L’INFIRME pour le surplus de ses chefs de décisions relatifs aux dépens et à l’application de l’article 700 du code de procédure civile
statuant à nouveau de ces chefs :
CONDAMNE in solidum les sociétés SCI de la Bignonerie, First Engineering devenue Essor Ingenierie, […], M N, Groupama, SMABTP et MMA à payer à la SARL B-O, représentée par son liquidateur judiciaire, une indemnité de procédure unique de première instance et d’appel de 20.000 euros
CONDAMNE in solidum les sociétés First Engineering devenue Essor Ingenierie, […], M N, Groupama, SMABTP et MMA à relever indemne la SCI de la Bignonerie de cette condamnation
LES CONDAMNE in solidum à payer à la SCI de la Bignonerie la somme de 4.000 euros à titre d’indemnité de procédure en cause d’appel en sera relevée et garantie par les sociétés First Engineering, […], M N, Groupama, SMABTP et MMA.

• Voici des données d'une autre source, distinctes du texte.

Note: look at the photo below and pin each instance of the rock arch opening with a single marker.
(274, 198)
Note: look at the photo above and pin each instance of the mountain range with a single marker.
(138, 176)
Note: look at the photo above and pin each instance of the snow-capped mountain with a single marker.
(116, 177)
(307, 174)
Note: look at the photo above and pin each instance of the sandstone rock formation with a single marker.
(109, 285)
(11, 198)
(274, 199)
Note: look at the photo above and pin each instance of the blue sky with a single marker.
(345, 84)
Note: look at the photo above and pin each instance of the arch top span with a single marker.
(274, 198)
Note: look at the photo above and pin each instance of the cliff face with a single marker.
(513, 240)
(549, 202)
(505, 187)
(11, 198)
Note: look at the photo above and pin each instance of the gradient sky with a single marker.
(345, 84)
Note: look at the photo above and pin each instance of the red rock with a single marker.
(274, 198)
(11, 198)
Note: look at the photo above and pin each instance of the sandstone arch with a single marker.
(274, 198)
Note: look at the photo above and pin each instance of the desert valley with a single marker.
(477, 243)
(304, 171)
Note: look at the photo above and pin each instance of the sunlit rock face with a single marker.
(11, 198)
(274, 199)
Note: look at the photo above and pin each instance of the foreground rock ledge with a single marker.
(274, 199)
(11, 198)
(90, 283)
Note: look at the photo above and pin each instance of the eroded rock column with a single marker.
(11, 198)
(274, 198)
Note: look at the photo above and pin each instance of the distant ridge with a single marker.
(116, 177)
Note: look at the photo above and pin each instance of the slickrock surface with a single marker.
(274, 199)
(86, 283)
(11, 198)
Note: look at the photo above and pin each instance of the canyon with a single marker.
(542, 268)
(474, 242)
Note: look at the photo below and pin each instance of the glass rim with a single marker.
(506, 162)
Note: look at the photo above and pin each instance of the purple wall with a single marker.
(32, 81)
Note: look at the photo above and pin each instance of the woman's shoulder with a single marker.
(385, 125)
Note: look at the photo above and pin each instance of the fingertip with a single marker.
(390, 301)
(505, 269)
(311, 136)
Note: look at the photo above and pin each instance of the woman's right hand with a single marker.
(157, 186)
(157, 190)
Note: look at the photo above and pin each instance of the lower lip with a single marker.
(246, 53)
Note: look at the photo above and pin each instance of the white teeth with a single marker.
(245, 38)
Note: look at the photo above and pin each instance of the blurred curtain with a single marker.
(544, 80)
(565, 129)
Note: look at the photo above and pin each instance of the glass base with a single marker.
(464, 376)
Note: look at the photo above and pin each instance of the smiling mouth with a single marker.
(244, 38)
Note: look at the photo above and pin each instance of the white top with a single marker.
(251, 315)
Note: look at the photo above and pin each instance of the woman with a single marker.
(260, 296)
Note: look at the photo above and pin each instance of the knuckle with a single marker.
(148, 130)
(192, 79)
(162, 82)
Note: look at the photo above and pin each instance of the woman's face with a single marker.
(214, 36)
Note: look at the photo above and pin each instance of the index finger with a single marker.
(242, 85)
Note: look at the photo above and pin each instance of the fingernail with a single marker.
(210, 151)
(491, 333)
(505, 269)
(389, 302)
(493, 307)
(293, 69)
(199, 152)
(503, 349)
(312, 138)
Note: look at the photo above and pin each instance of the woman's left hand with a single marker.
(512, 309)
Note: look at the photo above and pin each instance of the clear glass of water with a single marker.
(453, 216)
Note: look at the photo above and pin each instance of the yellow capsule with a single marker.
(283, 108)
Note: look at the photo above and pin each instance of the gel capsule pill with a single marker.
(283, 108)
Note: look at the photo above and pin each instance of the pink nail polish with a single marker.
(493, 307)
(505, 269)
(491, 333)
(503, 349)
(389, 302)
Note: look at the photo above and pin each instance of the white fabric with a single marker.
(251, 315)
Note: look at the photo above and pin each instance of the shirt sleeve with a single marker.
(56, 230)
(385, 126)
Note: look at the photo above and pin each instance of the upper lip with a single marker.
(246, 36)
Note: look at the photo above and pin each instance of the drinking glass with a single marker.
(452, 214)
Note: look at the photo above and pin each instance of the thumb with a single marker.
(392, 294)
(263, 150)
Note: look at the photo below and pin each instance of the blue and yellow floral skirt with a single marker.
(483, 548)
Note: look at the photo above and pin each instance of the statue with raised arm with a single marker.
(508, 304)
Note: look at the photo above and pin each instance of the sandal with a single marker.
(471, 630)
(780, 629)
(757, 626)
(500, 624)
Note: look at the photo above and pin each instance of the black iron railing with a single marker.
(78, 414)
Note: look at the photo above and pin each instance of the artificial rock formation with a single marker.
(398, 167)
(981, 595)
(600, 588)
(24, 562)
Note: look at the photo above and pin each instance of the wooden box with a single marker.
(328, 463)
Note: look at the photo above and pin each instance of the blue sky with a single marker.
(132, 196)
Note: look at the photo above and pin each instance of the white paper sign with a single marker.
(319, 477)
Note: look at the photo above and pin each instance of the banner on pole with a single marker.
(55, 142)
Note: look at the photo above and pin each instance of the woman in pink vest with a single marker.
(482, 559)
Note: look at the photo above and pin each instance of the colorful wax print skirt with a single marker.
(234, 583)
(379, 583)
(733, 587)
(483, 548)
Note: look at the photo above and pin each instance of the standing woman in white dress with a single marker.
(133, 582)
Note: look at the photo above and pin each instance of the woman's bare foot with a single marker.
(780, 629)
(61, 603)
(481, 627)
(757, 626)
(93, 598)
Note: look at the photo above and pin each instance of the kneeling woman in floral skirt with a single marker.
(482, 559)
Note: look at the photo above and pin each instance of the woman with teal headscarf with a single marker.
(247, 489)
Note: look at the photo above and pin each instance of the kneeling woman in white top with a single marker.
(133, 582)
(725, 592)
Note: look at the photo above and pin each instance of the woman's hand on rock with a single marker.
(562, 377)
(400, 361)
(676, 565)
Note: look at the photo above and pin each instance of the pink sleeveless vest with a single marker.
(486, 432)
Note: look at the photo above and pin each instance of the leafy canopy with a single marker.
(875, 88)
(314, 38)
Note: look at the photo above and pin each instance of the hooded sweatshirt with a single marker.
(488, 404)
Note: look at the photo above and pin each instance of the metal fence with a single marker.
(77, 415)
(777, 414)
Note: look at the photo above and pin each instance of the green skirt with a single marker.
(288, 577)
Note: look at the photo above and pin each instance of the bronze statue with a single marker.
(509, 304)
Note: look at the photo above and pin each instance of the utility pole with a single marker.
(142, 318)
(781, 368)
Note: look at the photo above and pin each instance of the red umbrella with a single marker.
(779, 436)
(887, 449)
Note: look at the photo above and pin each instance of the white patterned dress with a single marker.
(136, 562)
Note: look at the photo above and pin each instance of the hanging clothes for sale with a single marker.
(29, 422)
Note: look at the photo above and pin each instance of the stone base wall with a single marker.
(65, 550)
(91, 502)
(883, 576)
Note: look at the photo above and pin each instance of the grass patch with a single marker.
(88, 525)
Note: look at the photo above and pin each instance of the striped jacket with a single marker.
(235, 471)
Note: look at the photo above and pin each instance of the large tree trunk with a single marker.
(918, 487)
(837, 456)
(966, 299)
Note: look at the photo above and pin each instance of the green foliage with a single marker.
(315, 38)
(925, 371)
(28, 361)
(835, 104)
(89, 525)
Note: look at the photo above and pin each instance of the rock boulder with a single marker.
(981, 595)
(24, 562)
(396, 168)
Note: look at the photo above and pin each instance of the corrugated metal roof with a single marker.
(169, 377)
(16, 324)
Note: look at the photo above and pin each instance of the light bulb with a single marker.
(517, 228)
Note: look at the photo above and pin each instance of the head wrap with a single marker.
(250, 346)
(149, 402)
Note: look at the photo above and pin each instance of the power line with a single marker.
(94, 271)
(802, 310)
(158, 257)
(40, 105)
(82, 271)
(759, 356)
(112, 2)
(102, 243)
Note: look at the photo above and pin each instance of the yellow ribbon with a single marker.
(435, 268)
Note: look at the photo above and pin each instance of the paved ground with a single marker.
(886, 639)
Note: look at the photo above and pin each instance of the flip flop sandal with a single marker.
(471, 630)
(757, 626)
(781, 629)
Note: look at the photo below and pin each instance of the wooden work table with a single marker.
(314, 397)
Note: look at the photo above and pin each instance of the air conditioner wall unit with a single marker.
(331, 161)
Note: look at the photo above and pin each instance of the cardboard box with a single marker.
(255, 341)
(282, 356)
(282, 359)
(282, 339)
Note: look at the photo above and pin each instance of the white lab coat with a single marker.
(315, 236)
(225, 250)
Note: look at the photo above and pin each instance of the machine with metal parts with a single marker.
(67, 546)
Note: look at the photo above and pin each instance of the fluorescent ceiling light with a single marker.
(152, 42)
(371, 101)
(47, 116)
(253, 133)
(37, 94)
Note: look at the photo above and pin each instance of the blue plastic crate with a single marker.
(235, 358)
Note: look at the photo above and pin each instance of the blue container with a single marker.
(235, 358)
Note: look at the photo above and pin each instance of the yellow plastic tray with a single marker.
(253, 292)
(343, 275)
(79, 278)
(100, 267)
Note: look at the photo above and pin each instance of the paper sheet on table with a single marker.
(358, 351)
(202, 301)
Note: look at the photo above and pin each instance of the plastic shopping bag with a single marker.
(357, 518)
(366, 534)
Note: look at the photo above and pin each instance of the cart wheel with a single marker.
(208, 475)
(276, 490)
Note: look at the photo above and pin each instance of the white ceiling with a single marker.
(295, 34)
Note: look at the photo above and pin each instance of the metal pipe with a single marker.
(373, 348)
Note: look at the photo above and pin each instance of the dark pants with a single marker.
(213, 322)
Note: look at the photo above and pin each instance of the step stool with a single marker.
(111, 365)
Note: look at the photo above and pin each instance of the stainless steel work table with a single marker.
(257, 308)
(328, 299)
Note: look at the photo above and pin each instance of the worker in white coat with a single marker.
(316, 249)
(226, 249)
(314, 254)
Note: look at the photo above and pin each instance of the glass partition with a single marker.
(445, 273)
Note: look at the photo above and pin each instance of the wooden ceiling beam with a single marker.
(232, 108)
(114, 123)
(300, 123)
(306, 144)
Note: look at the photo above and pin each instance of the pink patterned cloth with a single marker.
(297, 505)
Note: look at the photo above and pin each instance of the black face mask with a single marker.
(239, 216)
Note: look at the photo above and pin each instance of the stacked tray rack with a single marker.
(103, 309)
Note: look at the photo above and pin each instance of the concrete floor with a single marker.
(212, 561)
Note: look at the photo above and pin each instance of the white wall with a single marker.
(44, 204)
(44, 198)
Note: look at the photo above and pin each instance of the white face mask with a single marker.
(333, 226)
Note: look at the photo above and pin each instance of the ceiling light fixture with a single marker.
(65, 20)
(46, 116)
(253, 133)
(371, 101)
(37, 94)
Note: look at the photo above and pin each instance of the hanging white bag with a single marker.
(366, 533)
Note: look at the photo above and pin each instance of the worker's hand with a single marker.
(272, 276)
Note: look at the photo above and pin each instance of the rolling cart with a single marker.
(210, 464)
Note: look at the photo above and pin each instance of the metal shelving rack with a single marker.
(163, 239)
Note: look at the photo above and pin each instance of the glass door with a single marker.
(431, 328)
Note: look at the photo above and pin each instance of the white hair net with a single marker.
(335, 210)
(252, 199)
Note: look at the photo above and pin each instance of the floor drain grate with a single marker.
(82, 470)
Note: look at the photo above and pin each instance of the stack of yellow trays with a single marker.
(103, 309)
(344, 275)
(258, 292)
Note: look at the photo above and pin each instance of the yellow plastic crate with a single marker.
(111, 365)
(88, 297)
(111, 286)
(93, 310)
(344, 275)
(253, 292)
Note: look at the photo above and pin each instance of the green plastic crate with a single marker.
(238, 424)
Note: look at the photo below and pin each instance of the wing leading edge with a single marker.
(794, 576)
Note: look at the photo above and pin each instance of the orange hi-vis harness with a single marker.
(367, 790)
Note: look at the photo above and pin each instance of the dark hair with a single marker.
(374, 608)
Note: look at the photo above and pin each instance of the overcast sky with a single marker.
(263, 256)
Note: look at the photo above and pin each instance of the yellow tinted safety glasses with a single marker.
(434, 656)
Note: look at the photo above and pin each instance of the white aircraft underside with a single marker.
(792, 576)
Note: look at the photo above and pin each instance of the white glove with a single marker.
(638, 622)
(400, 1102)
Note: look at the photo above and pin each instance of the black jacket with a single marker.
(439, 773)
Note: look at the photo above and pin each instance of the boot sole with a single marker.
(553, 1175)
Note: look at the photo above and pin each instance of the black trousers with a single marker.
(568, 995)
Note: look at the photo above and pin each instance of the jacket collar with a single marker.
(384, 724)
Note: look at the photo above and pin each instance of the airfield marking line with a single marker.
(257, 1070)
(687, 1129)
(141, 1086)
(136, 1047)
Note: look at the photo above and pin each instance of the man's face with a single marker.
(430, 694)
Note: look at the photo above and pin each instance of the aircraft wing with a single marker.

CONDAMNE la société B-O représentée par son liquidateur judiciaire, à verser en application de l’article 700 du code de procédure civile
.1.200 euros à la société Allianz, venant aux droits des AGF
.3.500 euros à la société Maudet.
DIT n’y avoir lieu d’allouer aucune indemnité de procédure à M. X.
DIT que la charge définitive des dépens de première instance et d’appel et des indemnités de procédure allouées à B-O et à la SCI de la Bignonerie sera ainsi répartie :
. 50% First Engineering
. 12% […] et les MMA
. 12% M N et Groupama Centre Q
. 19% Q R S 'APC’ et la SMABTP
. 6% à MM A et Y et la compagnie AXA
. 1% à SOCOTEC
et LES CONDAMNE à se garantir dans cette proportion
ACCORDE le bénéfice de la faculté prévue à l’article 699 du code de procédure civile aux avocats qui en ont fait la demande expresse dans leurs conclusions d’appel.